Additional arguments can be provided to the model constructor using the --model_args flag. Most importantly, the gpt2 model can be used to load an arbitrary HuggingFace model as follows:

python main.py \
	--model gpt2 \
	--model_args pretrained=EleutherAI/gpt-neo-1.3B \
	--device cuda:0 \
	--tasks lambada,hellaswag \
	--num_fewshot 2

To inspect what the LM inputs look like, you can run the following command:

python write_out.py \
	--tasks all_tasks \
	--provide_description \
	--num_fewshot 5 \
	--num_examples 10 \
	--output_base_path /path/to/output/folder

This will write out one text file for each task.

Code Structure

There are two major components of the library:

  1. LMs (language models), e.g. GPT-2, GPT-3
  2. Tasks, e.g. MNLI, RTE, SQuAD (coming soon)

Both LMs (lm_eval.models) and Tasks (lm_eval.tasks) are kept in a registry data structure, for easy CLI instantiation.

If you want to extend either models or tasks, simply add a new LM or Task subclass, and decorate with the registry decorator.

The GPT-3 Evaluations Project tracks our progress implementing new tasks. Right now, we are focused on getting all the datasets loaded so that we can dedupe against the training data. Implementing the actual evaluations is nice but not necessary at the current moment.

Task Versioning

To help improve reproducibility, all tasks have a VERSION field. When run from the command line, this is reported in a column in the table, or in the "version" field in the evaluator return dict. The purpose of the version is so that if the task definition changes (i.e to fix a bug), then we can know exactly which metrics were computed using the old buggy implementation to avoid unfair comparisons. To enforce this, there are unit tests that make sure the behavior of all tests remains the same as when they were first implemented. Task versions start at 0, and each time a breaking change is made, the version is incremented by one.

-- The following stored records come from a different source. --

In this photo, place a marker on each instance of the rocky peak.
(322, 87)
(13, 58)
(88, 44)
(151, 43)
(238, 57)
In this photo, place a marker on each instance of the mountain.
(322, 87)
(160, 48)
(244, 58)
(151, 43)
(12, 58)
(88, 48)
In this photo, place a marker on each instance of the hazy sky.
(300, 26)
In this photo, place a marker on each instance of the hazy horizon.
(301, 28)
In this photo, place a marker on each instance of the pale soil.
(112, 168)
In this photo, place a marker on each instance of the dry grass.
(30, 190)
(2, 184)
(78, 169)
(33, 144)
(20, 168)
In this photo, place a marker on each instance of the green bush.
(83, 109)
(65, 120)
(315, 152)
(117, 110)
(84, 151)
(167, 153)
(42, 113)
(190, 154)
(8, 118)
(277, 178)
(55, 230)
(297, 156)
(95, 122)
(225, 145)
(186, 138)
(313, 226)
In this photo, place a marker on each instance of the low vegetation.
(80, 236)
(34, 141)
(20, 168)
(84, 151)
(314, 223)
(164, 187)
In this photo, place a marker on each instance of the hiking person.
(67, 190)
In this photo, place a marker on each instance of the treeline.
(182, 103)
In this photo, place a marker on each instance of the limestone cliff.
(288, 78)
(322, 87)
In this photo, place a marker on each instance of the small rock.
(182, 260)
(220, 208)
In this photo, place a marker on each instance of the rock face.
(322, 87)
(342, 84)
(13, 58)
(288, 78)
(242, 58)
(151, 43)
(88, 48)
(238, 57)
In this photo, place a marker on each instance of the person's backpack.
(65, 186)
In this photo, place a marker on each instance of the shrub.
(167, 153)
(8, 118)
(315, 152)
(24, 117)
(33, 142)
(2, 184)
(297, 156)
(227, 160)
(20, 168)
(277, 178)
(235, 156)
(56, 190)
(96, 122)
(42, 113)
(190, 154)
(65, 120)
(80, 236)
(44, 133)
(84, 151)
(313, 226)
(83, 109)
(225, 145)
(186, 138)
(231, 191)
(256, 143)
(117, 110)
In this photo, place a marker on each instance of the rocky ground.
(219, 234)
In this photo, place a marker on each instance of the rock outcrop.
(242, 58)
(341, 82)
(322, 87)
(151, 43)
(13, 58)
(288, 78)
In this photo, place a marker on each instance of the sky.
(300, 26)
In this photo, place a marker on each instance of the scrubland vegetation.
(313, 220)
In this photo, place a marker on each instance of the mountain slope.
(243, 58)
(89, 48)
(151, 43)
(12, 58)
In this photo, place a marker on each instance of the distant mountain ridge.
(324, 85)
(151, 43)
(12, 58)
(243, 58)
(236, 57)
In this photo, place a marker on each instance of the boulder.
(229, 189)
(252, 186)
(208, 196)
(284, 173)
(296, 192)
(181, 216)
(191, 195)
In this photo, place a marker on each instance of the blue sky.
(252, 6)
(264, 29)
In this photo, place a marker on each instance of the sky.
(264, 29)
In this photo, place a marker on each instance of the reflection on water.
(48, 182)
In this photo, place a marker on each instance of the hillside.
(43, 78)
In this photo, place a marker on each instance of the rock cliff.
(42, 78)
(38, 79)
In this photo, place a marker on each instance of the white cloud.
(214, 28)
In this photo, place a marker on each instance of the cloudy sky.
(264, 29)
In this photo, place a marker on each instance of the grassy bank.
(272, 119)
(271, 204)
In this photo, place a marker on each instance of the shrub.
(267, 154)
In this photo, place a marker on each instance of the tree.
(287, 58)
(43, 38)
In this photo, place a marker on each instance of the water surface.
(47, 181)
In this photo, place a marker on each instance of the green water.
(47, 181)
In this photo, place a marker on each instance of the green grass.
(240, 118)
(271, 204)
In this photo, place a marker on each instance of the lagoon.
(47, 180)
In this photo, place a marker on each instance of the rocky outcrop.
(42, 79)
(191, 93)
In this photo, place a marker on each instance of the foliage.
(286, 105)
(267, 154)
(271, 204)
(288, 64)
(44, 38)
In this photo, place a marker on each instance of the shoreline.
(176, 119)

When reporting eval harness results, please also report the version of each task. This can be done either with a separate column in the table, or by reporting the task name with the version appended as such: taskname-v0.

Description

1. LM Evaluation

Given an LM, we want to evaluate it on a wide range of NLU tasks. We should at least cover the set of tasks in the GPT-3 paper, and any other tasks/benchmarks that are relevant. We will follow the GPT-3 format of a) zero-shot, b) one-shot, c) few-shot evaluation.

To do this, we need 3 components:

The data downloader should download data for the relevant tasks.

The task formatter formats the task input data into an LM-usable format.

The task evaluator scores a task.

2. Removing val/test data from LM training set

With the data downloader in place, we simply need to (1) expose the val/test examples, and (2) remove them from the training set.

3. Adding task training data to LM training set

This part is the easiest. I guess we just write out some text files containing the training data? We can let the usual LM preprocessing pipeline handle it from there.